In conclusion, pathogenesis of this fast growing benign cystic tumour is yet to be understood fully, however, it is likely that during various stages of tooth development and differentiation, the odontogenic apparatus acquires genetic aberration resulting in OKC. This study does not specifically demonstrate a particular gene or genes involved in the development of OKC (due to the lack of a large sample to predict a particular gene involvement) but it does indicate the involvement of various factors, including several growth factors, oncogenes and tumour suppressor genes.
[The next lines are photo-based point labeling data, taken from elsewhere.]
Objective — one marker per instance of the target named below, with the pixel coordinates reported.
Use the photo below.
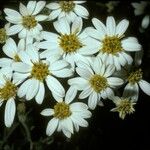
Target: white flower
(124, 105)
(134, 82)
(68, 9)
(26, 21)
(36, 71)
(139, 7)
(70, 43)
(112, 48)
(67, 116)
(95, 81)
(4, 34)
(12, 51)
(8, 92)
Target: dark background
(106, 130)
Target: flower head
(67, 115)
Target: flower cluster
(96, 62)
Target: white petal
(92, 101)
(85, 93)
(19, 77)
(78, 82)
(67, 125)
(30, 50)
(78, 107)
(145, 86)
(25, 58)
(21, 67)
(39, 6)
(23, 10)
(99, 26)
(32, 89)
(83, 73)
(53, 5)
(11, 12)
(54, 14)
(24, 88)
(81, 11)
(10, 48)
(10, 110)
(55, 86)
(62, 26)
(58, 65)
(130, 45)
(47, 112)
(114, 81)
(70, 94)
(77, 25)
(79, 121)
(109, 71)
(51, 127)
(41, 93)
(4, 62)
(14, 29)
(111, 26)
(31, 6)
(41, 17)
(122, 27)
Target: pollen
(8, 90)
(61, 110)
(69, 43)
(3, 35)
(135, 77)
(40, 71)
(29, 22)
(111, 45)
(125, 107)
(67, 6)
(16, 58)
(98, 83)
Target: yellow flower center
(8, 90)
(135, 76)
(70, 43)
(61, 110)
(98, 83)
(29, 22)
(16, 58)
(125, 107)
(3, 35)
(40, 71)
(111, 45)
(67, 6)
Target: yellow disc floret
(61, 110)
(98, 83)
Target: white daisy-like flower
(4, 33)
(67, 115)
(71, 43)
(26, 21)
(112, 48)
(8, 92)
(11, 50)
(96, 81)
(68, 9)
(134, 82)
(35, 71)
(124, 105)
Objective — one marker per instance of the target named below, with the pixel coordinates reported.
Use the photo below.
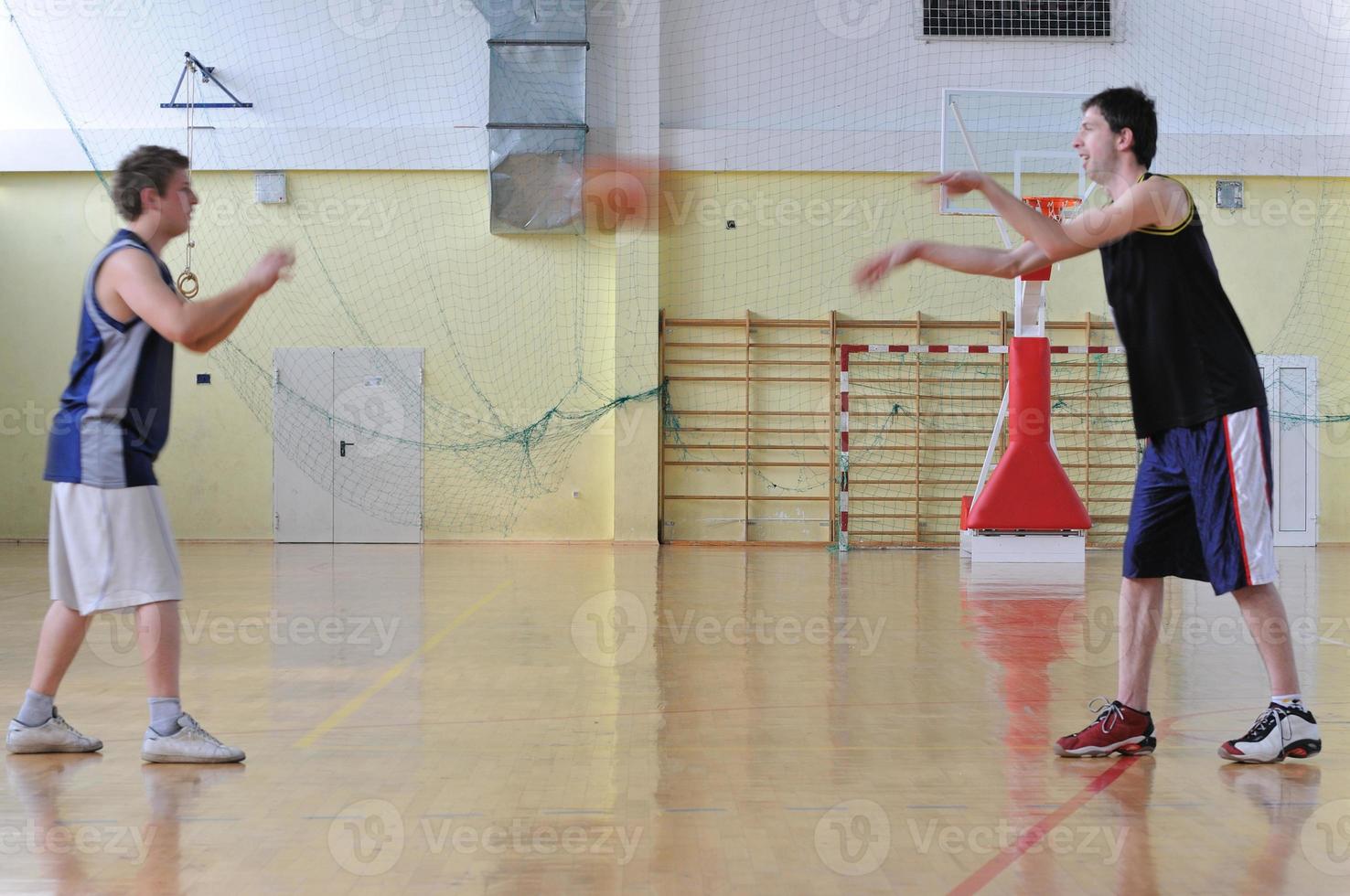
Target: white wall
(1244, 87)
Our study showed that the development of OKC may be due to increased activity of non-oncogenic growth factor receptors (EGFr and IGF- 1) since almost all samples uniformly and homogeneously expressed these factors irrespective of the action of bcl-2 and p53 or PTCH and Shh. However, its growth potentiality can be a result of combined effect of growth factors, oncogenes (bcl-2 and Shh) and tumour suppressor genes (p53 and PTCH) because the cell proliferation index is much higher when growth factors are expressed along with these oncogenic factors. Our results also support the premise that OKC should be considered as a benign cystic neoplasm since LOH is, by definition, a feature of tumorigenic tissue. We also propose that familial and sporadic OKC may follow different pathways in their pathogenesis.